Reste tout de même une représentation, une symbolique encore assez active de cet effacement des musiciens, qui se sent même dans les milieux où le statut d’artiste semble encore légitime. Ainsi, les guitaristes de l’Electronica (James Plotkin, par exemple) jouent-ils assis, leur guitare sagement posée sur les genoux, si possible derrière une montagne de racks low-fi (retour du “do it yourself”). Par contre, le public de l’Electronica, ectoplasmique à souhait, apprécie outre mesure les sièges de velours cramoisis. Il se donne à voir comme le public “averti” des scènes électroniques : pas question qu’il danse. Non, non, non ! Fi donc ! Retenez-moi ces corps qu’un intello ne saurait voir bouger !

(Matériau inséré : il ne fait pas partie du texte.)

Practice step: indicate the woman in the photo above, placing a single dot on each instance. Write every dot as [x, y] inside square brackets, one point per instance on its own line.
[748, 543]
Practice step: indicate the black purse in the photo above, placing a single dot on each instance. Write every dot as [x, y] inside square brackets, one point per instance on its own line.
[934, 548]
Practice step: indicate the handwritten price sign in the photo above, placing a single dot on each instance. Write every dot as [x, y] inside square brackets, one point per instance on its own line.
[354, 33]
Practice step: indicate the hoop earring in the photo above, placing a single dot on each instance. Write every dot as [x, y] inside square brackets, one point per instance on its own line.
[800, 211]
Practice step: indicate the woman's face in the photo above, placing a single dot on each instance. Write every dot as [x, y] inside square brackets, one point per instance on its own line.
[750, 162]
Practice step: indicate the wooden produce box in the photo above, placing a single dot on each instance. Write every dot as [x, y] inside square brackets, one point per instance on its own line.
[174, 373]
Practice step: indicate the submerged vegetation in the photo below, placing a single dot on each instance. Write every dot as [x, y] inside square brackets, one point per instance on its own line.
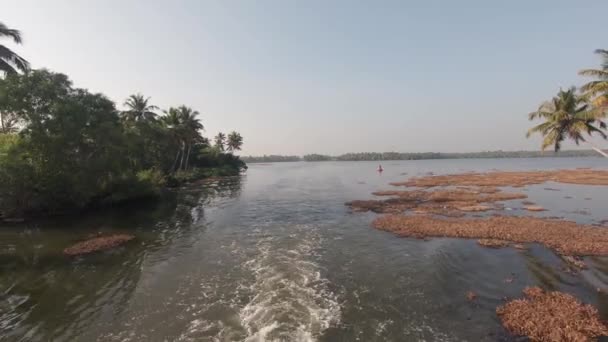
[551, 316]
[64, 148]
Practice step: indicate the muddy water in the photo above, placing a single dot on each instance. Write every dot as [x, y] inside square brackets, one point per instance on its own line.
[275, 255]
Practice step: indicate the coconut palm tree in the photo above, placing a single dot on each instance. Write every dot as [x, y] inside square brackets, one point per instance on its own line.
[185, 128]
[139, 109]
[234, 142]
[191, 127]
[220, 141]
[10, 62]
[598, 90]
[171, 121]
[8, 123]
[567, 115]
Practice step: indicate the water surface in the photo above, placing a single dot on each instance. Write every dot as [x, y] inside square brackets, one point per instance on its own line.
[275, 255]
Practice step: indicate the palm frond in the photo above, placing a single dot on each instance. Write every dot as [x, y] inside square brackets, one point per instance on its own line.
[14, 59]
[12, 33]
[7, 68]
[594, 73]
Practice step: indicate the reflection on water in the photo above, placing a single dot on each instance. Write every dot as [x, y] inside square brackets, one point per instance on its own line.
[276, 256]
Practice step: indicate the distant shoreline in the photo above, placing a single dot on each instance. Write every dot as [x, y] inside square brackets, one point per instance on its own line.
[386, 156]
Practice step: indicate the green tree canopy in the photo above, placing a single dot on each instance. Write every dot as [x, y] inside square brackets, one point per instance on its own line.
[234, 141]
[10, 61]
[139, 109]
[566, 116]
[220, 141]
[597, 90]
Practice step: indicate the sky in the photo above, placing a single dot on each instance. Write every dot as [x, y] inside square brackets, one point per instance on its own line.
[318, 76]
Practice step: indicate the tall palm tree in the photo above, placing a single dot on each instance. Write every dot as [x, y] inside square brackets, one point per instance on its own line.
[139, 109]
[192, 127]
[598, 90]
[8, 123]
[185, 128]
[567, 115]
[10, 62]
[234, 142]
[220, 141]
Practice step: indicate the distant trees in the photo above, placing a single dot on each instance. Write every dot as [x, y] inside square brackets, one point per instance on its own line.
[220, 141]
[270, 159]
[11, 62]
[63, 147]
[234, 142]
[138, 109]
[317, 157]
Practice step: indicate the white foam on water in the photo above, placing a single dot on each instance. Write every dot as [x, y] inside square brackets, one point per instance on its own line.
[290, 300]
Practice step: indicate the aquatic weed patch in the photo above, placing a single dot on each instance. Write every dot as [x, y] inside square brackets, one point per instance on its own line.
[564, 237]
[445, 202]
[97, 244]
[551, 316]
[515, 179]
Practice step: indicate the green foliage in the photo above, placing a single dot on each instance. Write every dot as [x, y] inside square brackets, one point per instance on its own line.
[10, 62]
[567, 115]
[220, 141]
[234, 142]
[270, 159]
[75, 151]
[317, 157]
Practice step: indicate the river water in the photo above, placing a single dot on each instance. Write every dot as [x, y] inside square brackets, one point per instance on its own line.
[276, 256]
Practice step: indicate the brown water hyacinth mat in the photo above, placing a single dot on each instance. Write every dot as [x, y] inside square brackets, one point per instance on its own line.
[97, 244]
[493, 243]
[450, 203]
[534, 208]
[551, 316]
[565, 237]
[515, 179]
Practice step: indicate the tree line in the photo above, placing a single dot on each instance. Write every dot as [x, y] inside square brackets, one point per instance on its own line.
[64, 148]
[378, 156]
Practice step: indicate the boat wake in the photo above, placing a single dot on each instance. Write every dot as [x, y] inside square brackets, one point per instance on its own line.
[290, 299]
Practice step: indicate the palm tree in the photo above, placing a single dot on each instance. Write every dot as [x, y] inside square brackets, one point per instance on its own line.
[172, 122]
[185, 129]
[235, 141]
[10, 62]
[192, 127]
[567, 115]
[220, 140]
[598, 90]
[139, 109]
[8, 123]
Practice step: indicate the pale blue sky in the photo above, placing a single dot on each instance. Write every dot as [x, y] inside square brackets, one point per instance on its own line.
[298, 77]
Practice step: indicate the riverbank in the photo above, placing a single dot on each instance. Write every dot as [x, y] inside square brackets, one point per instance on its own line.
[218, 258]
[465, 200]
[147, 186]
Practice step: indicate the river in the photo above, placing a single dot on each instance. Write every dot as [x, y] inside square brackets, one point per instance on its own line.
[276, 256]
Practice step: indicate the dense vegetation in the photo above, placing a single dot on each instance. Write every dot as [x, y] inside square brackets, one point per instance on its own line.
[574, 113]
[270, 159]
[372, 156]
[64, 148]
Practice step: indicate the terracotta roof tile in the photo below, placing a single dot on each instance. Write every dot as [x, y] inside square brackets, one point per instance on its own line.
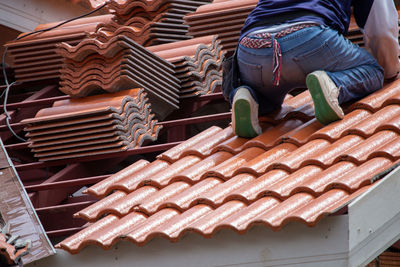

A travers ces quelques exemples que seule une analyse réelle pourrait retenir comme pertinents (ce que je ne prétends pas ici), on voit s’ébaucher un mouvement que la prise en compte des évolutions du dispositif scène-salle en termes d’énonciation permettrait de décrire plus précisément. Observée sociologiquement, la scène se vide progressivement de sa valeur légitimante, et ce repli (symbolique) du statut de l’artiste semble s’effectuer au profit de celui du spectateur. Mouvement largement comparable, évidemment, avec celui qui l’encadre (ou le surdétermine pour reprendre la vulgate marxisante) : comme le multimédia, avec sa litanie de discours d’accompagnement sur le “spectateur-acteur”, la “démocratie électronique” et autres concepts de “réappropriation”, les musiques électroniques ont épousé les utopies (Illusions ? Idéologies ?) du public-roi. Rien de nouveau dans tout ça : le XVIIIe siècle et ses salons, avec l’émergence d’un espace public critique, opérait un mouvement similaire. Au plan théorique, la critique foucaldienne du concept d’auteur dans les années 60/70 allait dans le même sens. Ce qui ne veut pas dire que ce sens est prédictible et unidirectionnel ! Après coup, c’est toujours plus facile de croire qu’il y a des logiques historiques…
Et alors ? Ben rien : j’avais juste 5 minutes à perdre. C’est fait. Merci. N’oubliez pas le guide.